Talking to me about what followed that first meeting Amalia shared her journey of transformation. Here's some of what I remember of her story:
"I'm a completely different person now than I was before my diagnosis," she said "Then I worked in a large corporation in downtown Chicago. I was driven to succeed. Money and the things it could buy me were what mattered most in my life. Cancer stopped me cold and drove me to my knees. I had more or less believed in God. I had more or less believed that Jesus was God's son, that he rose from the dead and that somehow, because my parents had me baptized, his resurrection guaranteed me an easy life. But that was pretty much it. I believed, but rarely felt the need to go to church, pray, or even think about God. And I certainly didn't know Jesus as a friend or companion.
"Through all the surgeries and the long months of treatment, I began to search for alternative treatments, for a cure, and eventually for God. The more I searched the more I was pulled into prayer, not just the kind of prayer that says, 'God, please cure me;' but the kind of prayer that says, 'God, please show me how you want me to live, no matter how many days that might be.'
"Gradually I began to feel God's love embracing me. Gradually I began to sense the powerful presence of the Spirit holding me, guiding me, showing me step by step the way to LIFE. Gradually I began to hear the echoes of Christ speaking my name; sometimes with the accent of Joyce's love, sometimes through the knowledge that people who didn't even know me were praying for me; sometimes in the flight of a butterfly; sometimes in the sounds of birds; sometimes just in the stillness of my own heart. The resurrection became, for me, not just something that happened along time ago to someone named Jesus, but something that was happening in my life, in my soul, in my entire being. It was as if Christ took up permanent residence in my heart.
"I know this isn't true for everyone. I know while I was going through it if anyone told me that this might be true, I would have said, "you were crazy!" But for me, the way I feel now , the freedom and joy I experience every day, well it makes me say that for me the cancer was the best thing that ever happened to me. Whether I live another day, another week, another year or another forty, I will really live and that's what matters."

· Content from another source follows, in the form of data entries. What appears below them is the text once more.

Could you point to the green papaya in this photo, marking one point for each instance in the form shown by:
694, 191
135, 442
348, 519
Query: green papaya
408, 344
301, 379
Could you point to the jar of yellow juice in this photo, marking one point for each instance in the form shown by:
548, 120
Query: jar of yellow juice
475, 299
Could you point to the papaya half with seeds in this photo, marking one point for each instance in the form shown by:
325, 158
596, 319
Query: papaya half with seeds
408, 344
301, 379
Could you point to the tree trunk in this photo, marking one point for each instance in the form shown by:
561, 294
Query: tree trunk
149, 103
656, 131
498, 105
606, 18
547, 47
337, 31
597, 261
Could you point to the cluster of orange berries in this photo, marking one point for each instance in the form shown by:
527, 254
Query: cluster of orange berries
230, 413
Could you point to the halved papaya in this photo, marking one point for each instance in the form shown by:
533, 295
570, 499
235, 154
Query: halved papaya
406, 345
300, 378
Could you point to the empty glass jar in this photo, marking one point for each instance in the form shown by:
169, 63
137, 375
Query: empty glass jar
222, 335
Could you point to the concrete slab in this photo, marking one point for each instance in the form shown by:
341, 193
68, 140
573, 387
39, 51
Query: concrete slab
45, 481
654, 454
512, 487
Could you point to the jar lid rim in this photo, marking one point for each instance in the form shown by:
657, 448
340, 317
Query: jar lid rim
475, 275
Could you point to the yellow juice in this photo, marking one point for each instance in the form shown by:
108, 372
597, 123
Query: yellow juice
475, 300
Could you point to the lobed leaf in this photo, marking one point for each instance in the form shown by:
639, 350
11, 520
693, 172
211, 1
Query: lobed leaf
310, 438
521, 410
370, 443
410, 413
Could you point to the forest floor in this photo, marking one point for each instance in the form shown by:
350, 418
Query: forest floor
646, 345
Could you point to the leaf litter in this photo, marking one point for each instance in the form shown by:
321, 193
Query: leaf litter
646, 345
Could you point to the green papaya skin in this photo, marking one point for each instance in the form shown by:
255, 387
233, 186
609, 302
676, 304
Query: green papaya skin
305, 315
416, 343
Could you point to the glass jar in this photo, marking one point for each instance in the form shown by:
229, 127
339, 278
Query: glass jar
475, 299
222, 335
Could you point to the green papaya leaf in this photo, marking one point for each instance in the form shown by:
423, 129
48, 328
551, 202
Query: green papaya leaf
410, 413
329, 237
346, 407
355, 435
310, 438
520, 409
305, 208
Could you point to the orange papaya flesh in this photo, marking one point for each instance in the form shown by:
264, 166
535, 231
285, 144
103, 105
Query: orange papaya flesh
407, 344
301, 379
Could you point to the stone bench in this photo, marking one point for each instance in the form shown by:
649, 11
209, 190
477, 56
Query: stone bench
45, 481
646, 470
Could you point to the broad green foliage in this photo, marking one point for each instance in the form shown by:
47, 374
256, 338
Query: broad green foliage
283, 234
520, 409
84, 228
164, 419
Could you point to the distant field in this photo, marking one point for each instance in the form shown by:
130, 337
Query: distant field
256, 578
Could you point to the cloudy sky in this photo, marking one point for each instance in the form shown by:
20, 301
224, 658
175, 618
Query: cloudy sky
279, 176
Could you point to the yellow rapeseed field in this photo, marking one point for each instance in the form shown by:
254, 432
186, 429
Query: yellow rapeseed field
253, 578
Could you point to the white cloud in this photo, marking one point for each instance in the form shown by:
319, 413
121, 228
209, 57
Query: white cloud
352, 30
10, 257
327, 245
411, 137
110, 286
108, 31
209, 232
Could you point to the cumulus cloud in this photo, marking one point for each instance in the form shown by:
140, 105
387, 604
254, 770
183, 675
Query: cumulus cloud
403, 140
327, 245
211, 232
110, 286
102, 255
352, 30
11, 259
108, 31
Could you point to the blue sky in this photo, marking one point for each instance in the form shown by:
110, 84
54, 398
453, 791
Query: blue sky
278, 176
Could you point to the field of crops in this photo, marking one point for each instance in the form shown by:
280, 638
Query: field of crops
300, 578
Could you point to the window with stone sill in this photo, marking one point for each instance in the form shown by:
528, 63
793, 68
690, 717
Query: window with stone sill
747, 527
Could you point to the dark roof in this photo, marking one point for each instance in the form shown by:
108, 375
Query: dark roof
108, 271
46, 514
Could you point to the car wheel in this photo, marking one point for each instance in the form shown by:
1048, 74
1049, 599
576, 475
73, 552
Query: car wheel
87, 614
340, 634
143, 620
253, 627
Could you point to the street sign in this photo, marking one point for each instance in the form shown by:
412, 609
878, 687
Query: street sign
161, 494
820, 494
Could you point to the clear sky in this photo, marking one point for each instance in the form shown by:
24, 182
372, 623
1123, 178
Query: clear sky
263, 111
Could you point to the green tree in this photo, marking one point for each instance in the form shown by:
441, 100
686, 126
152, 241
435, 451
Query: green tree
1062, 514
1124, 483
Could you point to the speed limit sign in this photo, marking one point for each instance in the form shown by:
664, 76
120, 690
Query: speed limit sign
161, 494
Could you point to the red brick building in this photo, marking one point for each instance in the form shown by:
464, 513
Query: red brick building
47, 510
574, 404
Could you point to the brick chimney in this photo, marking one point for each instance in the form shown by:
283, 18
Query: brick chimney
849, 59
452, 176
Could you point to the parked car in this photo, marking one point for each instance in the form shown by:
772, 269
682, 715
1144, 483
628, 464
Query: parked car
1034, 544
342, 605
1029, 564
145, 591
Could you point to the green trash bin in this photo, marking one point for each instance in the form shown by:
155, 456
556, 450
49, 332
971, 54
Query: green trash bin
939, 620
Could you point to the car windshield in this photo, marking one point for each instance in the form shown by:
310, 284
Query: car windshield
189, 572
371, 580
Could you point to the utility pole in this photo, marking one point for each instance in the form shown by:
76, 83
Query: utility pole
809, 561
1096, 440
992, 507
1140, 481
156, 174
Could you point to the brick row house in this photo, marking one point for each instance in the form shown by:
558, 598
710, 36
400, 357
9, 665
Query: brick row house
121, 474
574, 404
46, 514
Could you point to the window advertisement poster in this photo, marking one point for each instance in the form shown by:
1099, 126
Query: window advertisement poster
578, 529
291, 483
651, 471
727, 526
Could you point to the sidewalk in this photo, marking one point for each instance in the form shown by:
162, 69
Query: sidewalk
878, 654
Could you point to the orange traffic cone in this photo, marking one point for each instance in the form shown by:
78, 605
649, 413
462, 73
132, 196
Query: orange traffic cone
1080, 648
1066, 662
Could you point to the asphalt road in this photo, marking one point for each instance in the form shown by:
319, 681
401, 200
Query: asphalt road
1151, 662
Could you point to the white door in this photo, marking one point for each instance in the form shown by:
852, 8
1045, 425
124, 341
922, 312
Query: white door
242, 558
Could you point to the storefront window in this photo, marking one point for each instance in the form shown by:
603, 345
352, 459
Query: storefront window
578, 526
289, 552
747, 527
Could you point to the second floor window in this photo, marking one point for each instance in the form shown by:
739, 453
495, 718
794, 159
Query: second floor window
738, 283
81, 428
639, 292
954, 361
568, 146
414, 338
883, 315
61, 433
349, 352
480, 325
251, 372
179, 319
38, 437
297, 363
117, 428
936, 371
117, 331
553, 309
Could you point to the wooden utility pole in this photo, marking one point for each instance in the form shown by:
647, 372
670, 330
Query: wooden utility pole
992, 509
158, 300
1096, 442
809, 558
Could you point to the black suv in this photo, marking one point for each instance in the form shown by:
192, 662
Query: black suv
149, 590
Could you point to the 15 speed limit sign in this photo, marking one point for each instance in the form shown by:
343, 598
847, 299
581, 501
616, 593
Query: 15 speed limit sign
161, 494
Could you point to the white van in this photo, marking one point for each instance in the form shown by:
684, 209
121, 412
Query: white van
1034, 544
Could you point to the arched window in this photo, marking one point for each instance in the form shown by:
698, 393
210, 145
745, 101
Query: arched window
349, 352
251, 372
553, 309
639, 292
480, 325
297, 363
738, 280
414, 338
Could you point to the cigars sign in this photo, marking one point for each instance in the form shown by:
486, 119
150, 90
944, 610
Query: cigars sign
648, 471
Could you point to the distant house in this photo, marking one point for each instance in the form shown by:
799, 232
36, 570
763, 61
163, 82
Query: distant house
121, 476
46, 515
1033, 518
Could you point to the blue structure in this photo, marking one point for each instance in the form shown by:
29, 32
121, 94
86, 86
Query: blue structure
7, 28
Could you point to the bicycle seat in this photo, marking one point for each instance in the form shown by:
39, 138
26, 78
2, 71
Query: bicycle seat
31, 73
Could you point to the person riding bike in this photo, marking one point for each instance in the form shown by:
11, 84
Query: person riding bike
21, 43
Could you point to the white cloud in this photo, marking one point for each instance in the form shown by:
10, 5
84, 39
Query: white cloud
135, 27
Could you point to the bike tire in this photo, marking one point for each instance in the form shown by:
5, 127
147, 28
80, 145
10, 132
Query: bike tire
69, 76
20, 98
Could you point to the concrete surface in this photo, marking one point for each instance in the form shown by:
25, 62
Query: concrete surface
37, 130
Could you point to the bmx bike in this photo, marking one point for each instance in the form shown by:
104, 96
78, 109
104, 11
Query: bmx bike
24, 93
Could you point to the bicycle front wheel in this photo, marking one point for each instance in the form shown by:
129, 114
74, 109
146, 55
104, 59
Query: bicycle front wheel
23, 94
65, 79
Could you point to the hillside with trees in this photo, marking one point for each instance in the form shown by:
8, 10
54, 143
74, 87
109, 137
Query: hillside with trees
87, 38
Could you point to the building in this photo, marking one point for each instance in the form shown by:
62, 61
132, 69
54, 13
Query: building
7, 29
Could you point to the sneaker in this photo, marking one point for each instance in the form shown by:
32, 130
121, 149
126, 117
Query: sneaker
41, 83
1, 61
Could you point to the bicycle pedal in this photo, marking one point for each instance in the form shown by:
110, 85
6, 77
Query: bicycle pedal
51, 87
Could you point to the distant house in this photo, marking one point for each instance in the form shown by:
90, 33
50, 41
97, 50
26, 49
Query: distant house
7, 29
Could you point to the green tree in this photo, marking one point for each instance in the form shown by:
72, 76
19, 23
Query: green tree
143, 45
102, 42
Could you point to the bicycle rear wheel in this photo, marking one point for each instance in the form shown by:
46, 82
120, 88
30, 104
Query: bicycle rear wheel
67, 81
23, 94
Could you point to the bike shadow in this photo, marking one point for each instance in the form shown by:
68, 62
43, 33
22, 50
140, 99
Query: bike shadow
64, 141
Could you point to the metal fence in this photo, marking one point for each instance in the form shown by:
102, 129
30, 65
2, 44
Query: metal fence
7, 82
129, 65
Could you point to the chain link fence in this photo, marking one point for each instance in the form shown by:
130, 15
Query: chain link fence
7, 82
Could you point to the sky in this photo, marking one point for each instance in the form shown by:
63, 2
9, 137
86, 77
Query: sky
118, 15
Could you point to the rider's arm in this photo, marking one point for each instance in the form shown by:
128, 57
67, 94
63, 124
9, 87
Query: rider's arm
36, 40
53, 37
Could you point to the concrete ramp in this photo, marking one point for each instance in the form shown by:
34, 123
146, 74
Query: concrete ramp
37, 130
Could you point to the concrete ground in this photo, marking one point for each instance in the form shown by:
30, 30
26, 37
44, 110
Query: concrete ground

Like a butterfly, emerging from the cocoon, Amalia flies, free and filled with joy! God can and will and does use every experience of our lives to grow us into the beautiful creatures we were created from the beginning to become. I don't believe that God sends the struggle or the pain. Such things are just a part of life. But God does work through them. God does use them. The point of Easter, the point of the resurrection for me is not the empty tomb any more than the point of a butterfly is an empty chrysalis. The point is to live, to really live in the fullness of God's love.
Mary did not begin her freedom flight until her eyes were opened and she recognized the Living Christ. Amalia's soul did not soar until she came to know the Living Christ alive in her heart and see what was true from the beginning God was with her -through it all. Wherever you are today, struggling to let go, locked in the dark tomb of your chrysalis, laboring to emerge from your tomb, or ready to try your wings, know this: the power of God's life-renewing transforming love is at work through it all. Christ lives in you! God's deepest desire for your life is that you fly free on the winds of the spirit and dance on the wings of grace! Amen.